Separately, the Bush administration is seeking $679 million for basic nanotechnology research for the fiscal year beginning Oct. 1—a 17% increase over this year.


Business investment in nanotechnology start-ups is also on the rise. Investment in these companies stood at $100 million in 1999 and is projected to reach $1 billion by next year, according to Mark Modzelewski, executive director of the New York-based NanoBusiness Alliance, who testified last week at a Senate hearing on nanotechnology.


But despite these potential gains in funding, experts say more research and development funds are needed, along with reforms in how universities use research funds.


Williams said major companies have helped fund nanotechnology research at universities only to find researchers using their findings to form start-up firms.
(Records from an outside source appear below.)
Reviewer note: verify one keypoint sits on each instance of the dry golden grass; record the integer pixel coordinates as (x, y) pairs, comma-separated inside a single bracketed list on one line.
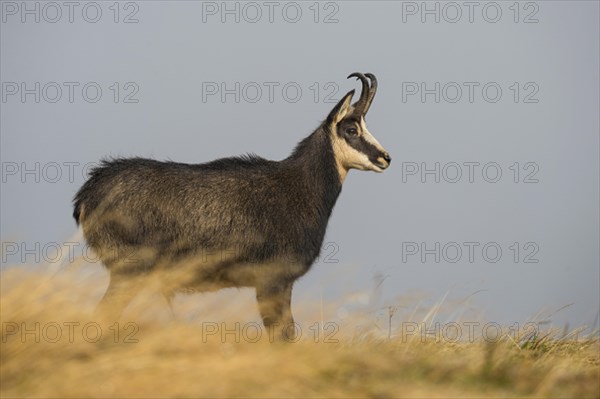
[(170, 358)]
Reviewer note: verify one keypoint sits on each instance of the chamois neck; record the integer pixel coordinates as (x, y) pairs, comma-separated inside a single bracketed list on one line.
[(314, 160)]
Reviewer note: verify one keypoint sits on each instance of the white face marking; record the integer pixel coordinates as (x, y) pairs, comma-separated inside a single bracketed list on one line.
[(348, 157)]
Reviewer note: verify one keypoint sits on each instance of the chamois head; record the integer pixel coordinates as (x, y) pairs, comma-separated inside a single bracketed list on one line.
[(354, 146)]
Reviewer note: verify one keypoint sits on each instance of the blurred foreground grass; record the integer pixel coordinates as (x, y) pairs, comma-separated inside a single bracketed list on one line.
[(162, 357)]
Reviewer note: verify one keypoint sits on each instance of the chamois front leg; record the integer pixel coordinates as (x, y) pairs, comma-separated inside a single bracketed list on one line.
[(274, 304)]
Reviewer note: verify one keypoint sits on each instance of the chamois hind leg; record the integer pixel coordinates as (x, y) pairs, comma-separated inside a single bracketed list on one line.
[(121, 290), (274, 304)]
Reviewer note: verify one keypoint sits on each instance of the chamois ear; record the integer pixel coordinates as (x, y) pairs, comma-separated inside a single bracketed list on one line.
[(341, 109)]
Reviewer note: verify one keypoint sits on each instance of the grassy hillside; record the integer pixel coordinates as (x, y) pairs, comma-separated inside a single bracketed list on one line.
[(52, 347)]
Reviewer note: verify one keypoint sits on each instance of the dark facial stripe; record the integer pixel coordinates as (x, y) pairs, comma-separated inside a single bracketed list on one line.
[(362, 145)]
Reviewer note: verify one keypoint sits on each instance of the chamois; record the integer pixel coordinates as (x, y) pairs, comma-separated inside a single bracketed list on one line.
[(234, 222)]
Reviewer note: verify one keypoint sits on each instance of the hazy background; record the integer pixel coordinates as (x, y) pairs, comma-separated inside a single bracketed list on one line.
[(177, 50)]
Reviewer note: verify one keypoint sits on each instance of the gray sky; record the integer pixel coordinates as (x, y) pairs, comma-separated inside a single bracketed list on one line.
[(489, 89)]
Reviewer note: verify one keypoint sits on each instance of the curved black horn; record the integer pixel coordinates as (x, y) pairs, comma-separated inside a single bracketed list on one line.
[(361, 105), (372, 90)]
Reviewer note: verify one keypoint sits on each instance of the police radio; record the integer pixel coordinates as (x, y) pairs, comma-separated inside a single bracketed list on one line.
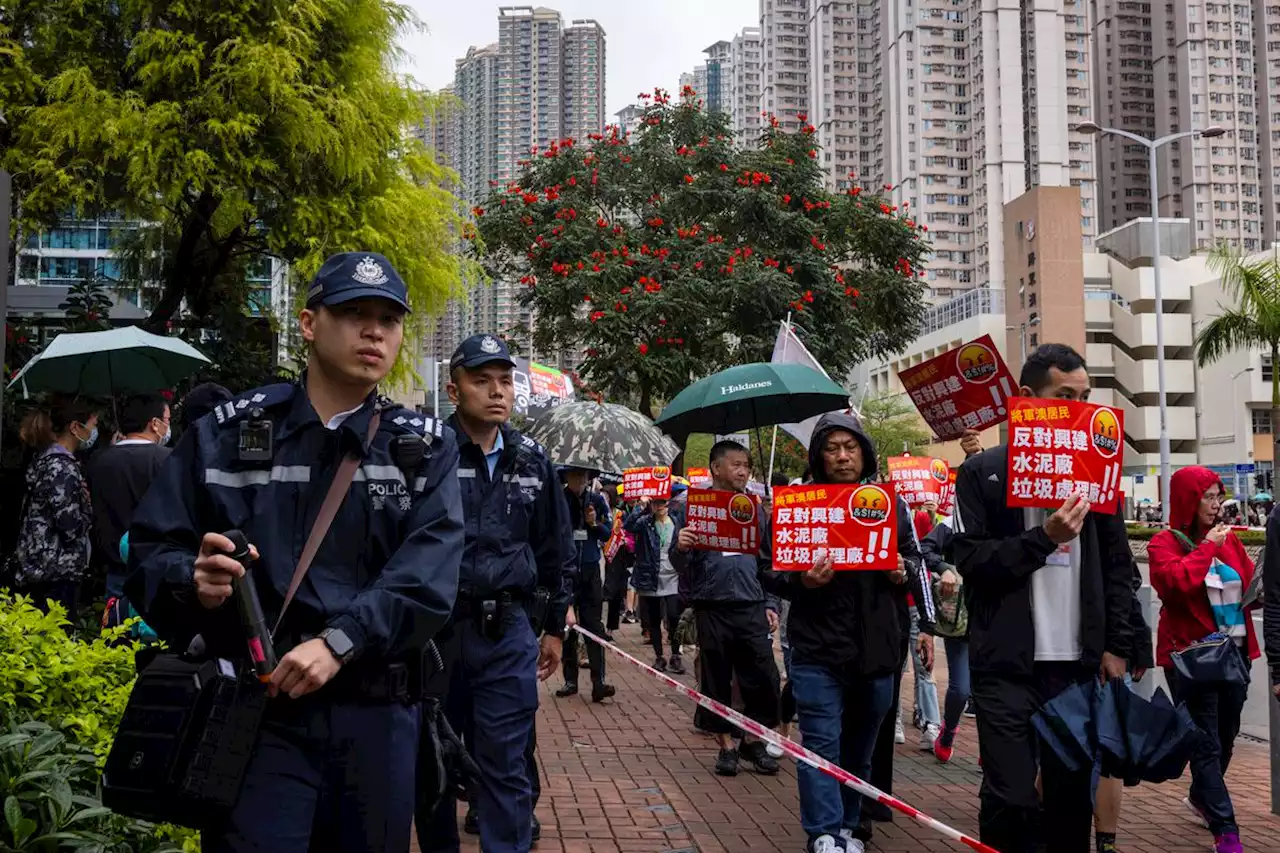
[(256, 438)]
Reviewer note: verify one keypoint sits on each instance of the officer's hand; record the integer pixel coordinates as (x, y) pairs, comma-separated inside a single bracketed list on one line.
[(548, 657), (215, 570), (304, 670)]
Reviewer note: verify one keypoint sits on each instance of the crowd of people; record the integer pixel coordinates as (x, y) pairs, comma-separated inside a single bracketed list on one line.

"Large companies have been burned many, many times by giving money for research to universities," he said.
















Nano Revolution

Nanotechnology
is expected to ultimately make it possible to build computers in which molecules serve as diodes, wires and transistors—all linked chemically. From these CPUs, tiny computing devices would emerge that use very little power and yet are millions or billions of times more powerful than today’s Pentium chips.


Developments

Just this month, HP said it has created the highest-density electronically addressable memory on record: a 64-bit memory using molecular switches that are less than one square micron in size, a bit density 10 times greater than a silicon chip.



In June, IBM said it had produced a nano-scale storage system capable of a data storage density of 1 trillion bits per square inch — 20 times higher than the densest magnetic storage available today.